Cable, Internet subscribers

"In addition to serving over 21 million cable subscribers, Comcast is also the country's largest high speed Internet service provider with over 5 million subscribers."

Pitching the deal to investors, Comcast also noted that its management boasts a "superior track record," citing the company's successful purchase of AT&T Broadband about 15 months ago. The target in that case, the company said, was about twice the size of Comcast.

"Performance of the merged company has far exceeded initial margin improvement expectations," Comcast said.

"The combination has resulted in immediate reversal of basic subscriber loss and acceleration of system upgrades, as well as significant launches of new products and services such as video-on-demand and (high definition television)."

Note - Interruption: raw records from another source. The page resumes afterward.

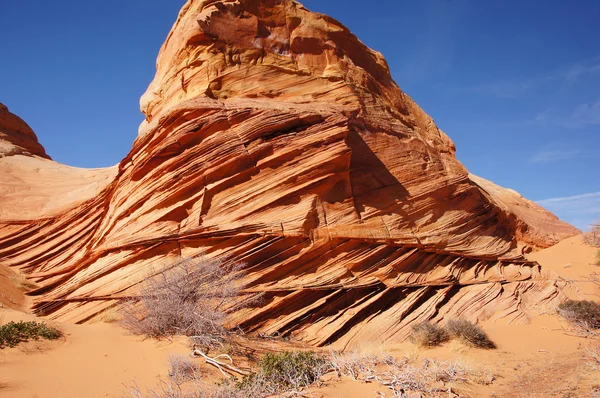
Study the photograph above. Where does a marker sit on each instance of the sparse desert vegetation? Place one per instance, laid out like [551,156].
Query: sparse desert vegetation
[428,334]
[14,333]
[584,314]
[186,298]
[294,373]
[469,333]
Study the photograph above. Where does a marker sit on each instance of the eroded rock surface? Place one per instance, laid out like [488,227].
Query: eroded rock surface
[274,137]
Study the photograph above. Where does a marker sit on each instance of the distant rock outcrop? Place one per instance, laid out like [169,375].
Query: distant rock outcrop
[274,137]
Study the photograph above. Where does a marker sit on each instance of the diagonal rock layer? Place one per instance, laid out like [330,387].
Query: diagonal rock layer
[275,138]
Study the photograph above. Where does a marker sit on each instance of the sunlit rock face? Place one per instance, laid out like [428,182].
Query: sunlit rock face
[275,138]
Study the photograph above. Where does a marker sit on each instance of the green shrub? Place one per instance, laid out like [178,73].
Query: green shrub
[13,333]
[469,333]
[286,370]
[428,334]
[583,312]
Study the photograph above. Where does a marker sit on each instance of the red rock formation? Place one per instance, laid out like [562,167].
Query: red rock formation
[274,137]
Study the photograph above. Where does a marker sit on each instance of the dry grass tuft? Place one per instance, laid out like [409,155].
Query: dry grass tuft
[186,298]
[469,333]
[592,237]
[428,334]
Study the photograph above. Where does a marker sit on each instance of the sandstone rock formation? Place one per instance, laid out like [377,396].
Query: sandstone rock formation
[274,137]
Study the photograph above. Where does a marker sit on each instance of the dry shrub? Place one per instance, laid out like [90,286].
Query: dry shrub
[285,371]
[186,298]
[404,378]
[14,333]
[582,313]
[428,334]
[469,333]
[183,368]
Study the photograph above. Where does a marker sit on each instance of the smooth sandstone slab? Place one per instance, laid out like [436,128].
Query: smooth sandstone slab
[275,138]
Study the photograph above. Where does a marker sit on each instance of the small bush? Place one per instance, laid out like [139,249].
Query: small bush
[284,371]
[592,237]
[186,298]
[582,312]
[183,369]
[469,333]
[13,333]
[427,334]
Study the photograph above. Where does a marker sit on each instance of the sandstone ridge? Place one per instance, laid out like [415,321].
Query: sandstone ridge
[274,137]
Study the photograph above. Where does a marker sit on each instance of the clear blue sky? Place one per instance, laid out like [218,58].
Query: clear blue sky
[515,83]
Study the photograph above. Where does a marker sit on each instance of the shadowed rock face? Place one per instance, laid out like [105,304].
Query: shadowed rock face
[274,137]
[16,137]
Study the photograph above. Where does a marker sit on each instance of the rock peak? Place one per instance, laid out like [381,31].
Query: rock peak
[16,137]
[276,139]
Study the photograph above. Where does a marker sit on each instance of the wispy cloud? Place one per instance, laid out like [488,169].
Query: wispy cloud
[511,89]
[586,115]
[580,210]
[503,89]
[583,115]
[561,152]
[553,155]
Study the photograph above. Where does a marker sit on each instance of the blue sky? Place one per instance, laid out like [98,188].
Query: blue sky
[515,84]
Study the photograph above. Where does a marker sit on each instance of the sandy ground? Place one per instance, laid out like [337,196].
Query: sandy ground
[541,359]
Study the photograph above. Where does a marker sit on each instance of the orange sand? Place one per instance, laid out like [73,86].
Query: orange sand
[540,359]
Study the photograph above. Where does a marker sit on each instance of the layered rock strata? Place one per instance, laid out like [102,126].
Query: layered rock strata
[275,138]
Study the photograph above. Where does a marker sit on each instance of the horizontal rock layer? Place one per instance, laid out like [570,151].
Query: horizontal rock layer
[275,138]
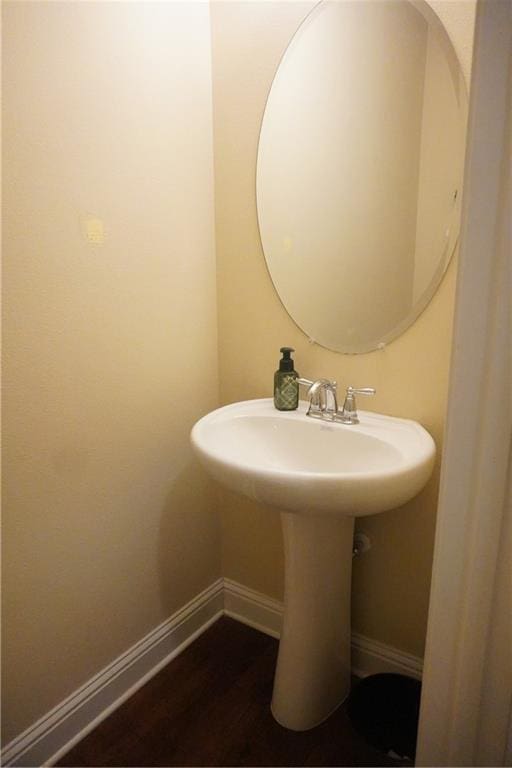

Wednesday's announcement comes as Mr. Eisner faces increasing opposition from former Disney directors Roy Disney and Stanley Gold, who are lobbying shareholders to force Mr. Eisner out, claiming poor management and a failure to address succession issues. Mr. Disney and Mr. Gold resigned from Disney's board late last year.

Disney's board, meanwhile, fought back this week with a Securities and Exchange Commission filing saying it is now addressing succession matters.

"Comcast is clearly targeting the opportunity created by some recent Disney shareholder unhappiness and Disney's weak stock price performance since 1998," Ms. Reif Cohen noted in the Merrill report on Comcast's proposal.

Still, several analysts also suggested Comcast's bid was also likely just the opening salvo, with a successful offer likely carrying a higher price tag.

"In our view the proposal for Disney is too low," Deutsche Bank Securities Inc. analyst Douglas Mitchelson said.

"Given the surge in many of Disney's businesses...We believe Disney is worth over $30 a share."